China's makeshift Wuhan virus hospitals aren't even full yet
With so many cases of the Wuhan virus in China, why are their makeshift hospitals not even full?
BEIJING — As China's latest saga was in its early days—but already out of control—to take the focus off their foot-dragging, the boys in Beijing decided to slap together a few prefabbed hospitals.
At first, the Chinese boasted the first one, Huoshenshan, would be finished in a mere 6 days, leaving many westerners to complain that it often took 6 years just to get a simple road built in their home countries.

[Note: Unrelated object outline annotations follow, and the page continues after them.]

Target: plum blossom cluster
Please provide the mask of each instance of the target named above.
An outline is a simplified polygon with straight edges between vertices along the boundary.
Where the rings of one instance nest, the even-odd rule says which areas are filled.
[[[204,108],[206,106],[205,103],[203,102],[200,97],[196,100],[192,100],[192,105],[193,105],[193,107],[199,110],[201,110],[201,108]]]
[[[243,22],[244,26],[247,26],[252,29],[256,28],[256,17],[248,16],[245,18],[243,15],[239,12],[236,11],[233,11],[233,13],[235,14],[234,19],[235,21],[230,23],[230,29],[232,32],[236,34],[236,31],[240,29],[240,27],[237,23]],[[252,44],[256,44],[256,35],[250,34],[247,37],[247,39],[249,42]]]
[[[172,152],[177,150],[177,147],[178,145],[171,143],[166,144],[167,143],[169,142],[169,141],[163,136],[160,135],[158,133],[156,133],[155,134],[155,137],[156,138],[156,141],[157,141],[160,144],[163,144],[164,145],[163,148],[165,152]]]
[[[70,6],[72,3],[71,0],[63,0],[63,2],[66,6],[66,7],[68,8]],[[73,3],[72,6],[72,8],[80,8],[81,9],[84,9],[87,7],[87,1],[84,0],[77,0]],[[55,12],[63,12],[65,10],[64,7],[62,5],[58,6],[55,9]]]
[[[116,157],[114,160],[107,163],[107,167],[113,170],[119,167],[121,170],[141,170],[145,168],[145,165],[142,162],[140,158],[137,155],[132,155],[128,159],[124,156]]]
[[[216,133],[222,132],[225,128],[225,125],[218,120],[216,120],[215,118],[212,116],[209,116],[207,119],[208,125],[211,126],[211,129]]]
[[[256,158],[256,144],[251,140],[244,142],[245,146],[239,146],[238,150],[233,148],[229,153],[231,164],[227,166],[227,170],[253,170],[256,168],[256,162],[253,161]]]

But then 6 days, turned into 10.
According to Business Insider, Chinese state media livestreamed frantic construction efforts with a bunch of aerial drone shots of excavators everywhere pushing around a lot of dirt paired with patriotic CCP-style tunes.

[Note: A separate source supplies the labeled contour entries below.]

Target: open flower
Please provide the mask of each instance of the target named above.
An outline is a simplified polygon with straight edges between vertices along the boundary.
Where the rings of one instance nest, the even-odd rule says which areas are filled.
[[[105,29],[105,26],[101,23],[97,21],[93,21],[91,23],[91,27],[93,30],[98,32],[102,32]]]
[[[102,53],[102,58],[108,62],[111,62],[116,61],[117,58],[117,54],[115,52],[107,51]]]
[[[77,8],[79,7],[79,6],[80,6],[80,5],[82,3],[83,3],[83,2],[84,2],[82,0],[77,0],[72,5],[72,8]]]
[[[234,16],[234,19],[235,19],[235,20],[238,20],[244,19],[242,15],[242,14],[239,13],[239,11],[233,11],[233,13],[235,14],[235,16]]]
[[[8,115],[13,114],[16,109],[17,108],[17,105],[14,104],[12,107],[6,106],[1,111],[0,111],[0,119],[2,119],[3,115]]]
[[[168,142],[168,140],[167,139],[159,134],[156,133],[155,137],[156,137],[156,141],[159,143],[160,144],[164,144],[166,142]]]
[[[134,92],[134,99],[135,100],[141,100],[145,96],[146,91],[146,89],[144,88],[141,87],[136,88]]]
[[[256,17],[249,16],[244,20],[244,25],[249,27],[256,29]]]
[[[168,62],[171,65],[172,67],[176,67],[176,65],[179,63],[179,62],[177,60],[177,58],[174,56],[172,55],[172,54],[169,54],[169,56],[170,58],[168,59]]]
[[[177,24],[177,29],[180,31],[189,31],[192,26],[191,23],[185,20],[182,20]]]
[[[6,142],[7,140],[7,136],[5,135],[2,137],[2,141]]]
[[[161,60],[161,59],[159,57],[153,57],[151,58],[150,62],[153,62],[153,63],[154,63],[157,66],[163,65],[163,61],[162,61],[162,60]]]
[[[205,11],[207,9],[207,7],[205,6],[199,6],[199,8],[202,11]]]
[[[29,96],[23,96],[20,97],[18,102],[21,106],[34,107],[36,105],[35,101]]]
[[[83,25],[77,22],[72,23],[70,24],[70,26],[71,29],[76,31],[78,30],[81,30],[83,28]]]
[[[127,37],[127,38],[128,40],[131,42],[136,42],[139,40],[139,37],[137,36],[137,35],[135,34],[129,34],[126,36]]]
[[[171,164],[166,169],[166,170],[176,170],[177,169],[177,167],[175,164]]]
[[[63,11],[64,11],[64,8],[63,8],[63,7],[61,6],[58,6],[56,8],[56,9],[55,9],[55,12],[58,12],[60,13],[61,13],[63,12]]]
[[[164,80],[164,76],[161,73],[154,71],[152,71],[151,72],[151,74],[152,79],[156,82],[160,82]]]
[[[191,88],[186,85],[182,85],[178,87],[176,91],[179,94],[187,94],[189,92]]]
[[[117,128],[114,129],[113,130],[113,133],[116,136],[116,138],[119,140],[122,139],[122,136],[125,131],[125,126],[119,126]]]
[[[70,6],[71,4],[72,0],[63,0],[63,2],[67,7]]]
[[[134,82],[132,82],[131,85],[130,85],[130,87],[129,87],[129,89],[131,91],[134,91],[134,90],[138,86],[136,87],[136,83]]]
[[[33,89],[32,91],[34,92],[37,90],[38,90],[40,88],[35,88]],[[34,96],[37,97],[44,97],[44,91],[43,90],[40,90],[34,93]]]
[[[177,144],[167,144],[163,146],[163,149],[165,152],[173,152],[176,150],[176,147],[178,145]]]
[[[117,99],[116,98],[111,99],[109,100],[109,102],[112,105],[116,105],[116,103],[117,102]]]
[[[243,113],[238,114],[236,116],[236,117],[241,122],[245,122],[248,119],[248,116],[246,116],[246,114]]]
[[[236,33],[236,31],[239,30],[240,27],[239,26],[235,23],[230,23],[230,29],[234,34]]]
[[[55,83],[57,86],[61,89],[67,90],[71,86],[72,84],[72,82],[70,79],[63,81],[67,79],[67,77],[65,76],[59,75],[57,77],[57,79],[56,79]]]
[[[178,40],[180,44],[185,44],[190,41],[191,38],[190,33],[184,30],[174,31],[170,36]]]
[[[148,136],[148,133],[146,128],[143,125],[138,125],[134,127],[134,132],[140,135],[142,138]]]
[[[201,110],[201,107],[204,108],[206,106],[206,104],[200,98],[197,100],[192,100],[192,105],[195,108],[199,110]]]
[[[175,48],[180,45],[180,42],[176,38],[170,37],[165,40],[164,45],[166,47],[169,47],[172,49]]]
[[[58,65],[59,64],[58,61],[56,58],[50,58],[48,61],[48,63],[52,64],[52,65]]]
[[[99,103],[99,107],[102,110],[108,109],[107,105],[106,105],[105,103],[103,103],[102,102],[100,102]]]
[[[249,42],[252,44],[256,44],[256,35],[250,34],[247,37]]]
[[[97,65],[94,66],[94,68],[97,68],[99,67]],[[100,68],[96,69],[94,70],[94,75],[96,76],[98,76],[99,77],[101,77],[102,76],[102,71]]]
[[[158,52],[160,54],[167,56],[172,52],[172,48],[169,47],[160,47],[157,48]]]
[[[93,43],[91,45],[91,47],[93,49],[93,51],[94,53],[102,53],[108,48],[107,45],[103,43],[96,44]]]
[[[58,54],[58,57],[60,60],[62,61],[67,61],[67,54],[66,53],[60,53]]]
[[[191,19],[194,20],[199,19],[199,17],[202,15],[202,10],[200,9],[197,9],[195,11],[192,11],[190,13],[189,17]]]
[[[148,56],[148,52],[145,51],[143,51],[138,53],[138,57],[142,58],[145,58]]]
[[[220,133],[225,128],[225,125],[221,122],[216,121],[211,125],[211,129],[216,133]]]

The second makeshift hospital, Leishenshan, was completed in 12 days.
And if you're wondering what kind of quality construction went into building these facilities? Here's a little taste.
Anyways, Chinese officials claimed the two hospitals would have 2,600 extra beds for a health care system clearly stretched over its limits.
Official speakerbox Xinhua even went so far as to call the quick construction, "Mission Impossible made possible."
However, Business Insider reports that official Chinese data shows that as of Feb. 12, the facilities were running at less than half their projected capacity.
While Huoshenshan is now full, Leishenshan only had 416 patients out of a possible 1,600 capacity.
But let's be honest folks, would you want to stay at one of these places?